I therefore adopted the script to reflect this so instead of splitting by "_x": https://github.com/seb-mueller/chlamy_locus_map/blob/451e3c4fd7e647b240c52986bfe8086632898b09/PhaseTank_v1.0/PhaseTank_v1.0.pl#L553

It now splits by "count:": https://github.com/seb-mueller/chlamy_locus_map/blob/451e3c4fd7e647b240c52986bfe8086632898b09/PhaseTank_v1.0/PhaseTank_v1.0_mod.pl#L553

This action happens right at the start of the process - it merges libraries before building the bowtie index. NOTE: when it rebuilds the new merged libraries it uses the original "_x" naming convention is used: https://github.com/seb-mueller/chlamy_locus_map/blob/451e3c4fd7e647b240c52986bfe8086632898b09/PhaseTank_v1.0/PhaseTank_v1.0_mod.pl#L590 This means that there is no need to proliferate the "count:" edit throughout the script as the fasta files we pass it are converted over to their format when the libraries are merged.

I couldn't find the bowtie typo, could you link it?

seb-mueller commented 5 years ago

Really impressed you managed to read and edit perl code!
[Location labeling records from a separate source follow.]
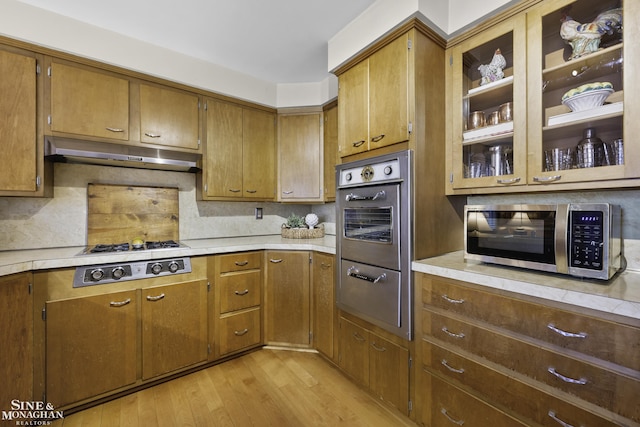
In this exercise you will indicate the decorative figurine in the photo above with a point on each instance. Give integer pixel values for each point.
(585, 38)
(493, 71)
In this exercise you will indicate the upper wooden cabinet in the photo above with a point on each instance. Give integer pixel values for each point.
(20, 134)
(240, 152)
(373, 100)
(169, 117)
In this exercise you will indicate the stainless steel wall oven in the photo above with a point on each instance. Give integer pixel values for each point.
(373, 228)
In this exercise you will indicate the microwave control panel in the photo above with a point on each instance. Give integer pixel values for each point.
(587, 239)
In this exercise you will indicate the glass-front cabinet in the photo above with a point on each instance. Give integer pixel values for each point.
(579, 69)
(489, 109)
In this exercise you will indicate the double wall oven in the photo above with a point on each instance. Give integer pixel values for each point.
(373, 230)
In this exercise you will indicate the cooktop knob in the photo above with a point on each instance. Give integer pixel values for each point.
(117, 273)
(156, 268)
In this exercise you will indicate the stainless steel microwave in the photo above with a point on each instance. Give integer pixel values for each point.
(579, 239)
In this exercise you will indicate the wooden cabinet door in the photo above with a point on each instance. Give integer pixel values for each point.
(353, 110)
(324, 310)
(16, 334)
(169, 117)
(259, 154)
(223, 157)
(300, 157)
(89, 102)
(174, 327)
(287, 298)
(389, 94)
(18, 130)
(91, 346)
(354, 351)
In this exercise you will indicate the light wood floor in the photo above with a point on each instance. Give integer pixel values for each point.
(269, 387)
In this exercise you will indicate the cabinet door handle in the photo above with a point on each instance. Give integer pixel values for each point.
(452, 369)
(453, 420)
(120, 303)
(565, 333)
(451, 300)
(156, 298)
(451, 334)
(581, 381)
(558, 420)
(547, 178)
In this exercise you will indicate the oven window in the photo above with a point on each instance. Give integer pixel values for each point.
(369, 224)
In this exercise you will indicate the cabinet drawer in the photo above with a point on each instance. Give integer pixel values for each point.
(239, 331)
(530, 402)
(591, 381)
(239, 290)
(596, 337)
(444, 405)
(240, 261)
I couldn't find a decription that PhaseTank needs count anywhere, not even in there example: https://github.com/seb-mueller/chlamy_locus_map/blob/451e3c4fd7e647b240c52986bfe8086632898b09/PhaseTank_v1.0/README#L76

Anyway, there is no script to convert fasta into the count format directly. But I found a resonable search string:

ls **/*assembly5_Chlamydomonas_reinhardtii.patman.aligned_reads.fasta.gz
SL139/SL139.non_redundant.v_genome_JGI_assembly5_Chlamydomonas_reinhardtii.patman.aligned_reads.fasta.gz
SL140/SL140.non_redundant.v_genome_JGI_assembly5_Chlamydomonas_reinhardtii.patman.aligned_reads.fasta.gz
SL141/SL141.non_redundant.v_genome_JGI_assembly5_Chlamydomonas_reinhardtii.patman.aligned_reads.fasta.gz
SL142/SL142.non_redundant.v_genome_JGI_assembly5_Chlamydomonas_reinhardtii.patman.aligned_reads.fasta.gz
SL143/SL143.non_redundant.v_genome_JGI_assembly5_Chlamydomonas_reinhardtii.patman.aligned_reads.fasta.gz
SL144/SL144.non_redundant.v_genome_JGI_assembly5_Chlamydomonas_reinhardtii.patman.aligned_reads.fasta.gz
SL145/SL145.non_redundant.v_genome_JGI_assembly5_Chlamydomonas_reinhardtii.patman.aligned_reads.fasta.gz
SL146/SL146.non_redundant.v_genome_JGI_assembly5_Chlamydomonas_reinhardtii.patman.aligned_reads.fasta.gz
SL14/SL14.non_redundant.v_genome_JGI_assembly5_Chlamydomonas_reinhardtii.patman.aligned_reads.fasta.gz
SL15/SL15.non_redundant.v_genome_JGI_assembly5_Chlamydomonas_reinhardtii.patman.aligned_reads.fasta.gz
nmatthews323 commented 5 years ago

Works running this script:

perl PhaseTank_v1.0_mod.pl --genome /projects/nick_matthews/resources/Creinhardtii_236.fa --lib /projects/nick_matthews/resources/SL140.non_redundant.v_genome_JGI_assembly5_Chlamydomonas_reinhardtii.patman.aligned_reads.fasta

seb-mueller commented 5 years ago

It worked in the end! Results and details are in https://github.com/seb-mueller/chlamy_locus_map/tree/master/Scripts/PhaseTank_OUTPUT_2018.11.27_18.08

Script used is: https://github.com/seb-mueller/chlamy_locus_map/blob/master/Scripts/run_PhaseTank.r

It found 142 phasing cluster, this is the last one: https://github.com/seb-mueller/chlamy_locus_map/blob/9d55776787071653c61eaaabf324509f266268e0/Scripts/PhaseTank_OUTPUT_2018.11.27_18.08/Pred_tab_2018.11.27_18.08#L143

Seems ok to me, could you have another look?

nmatthews323 commented 5 years ago

Excellent! Not a huge number of phased locations, but I guess as you said we don't even know if this is significant.

I'll re-run the annotation pipeline as soon as possible including this info, then we can discuss if we want to modify any of the settings based on the density plots.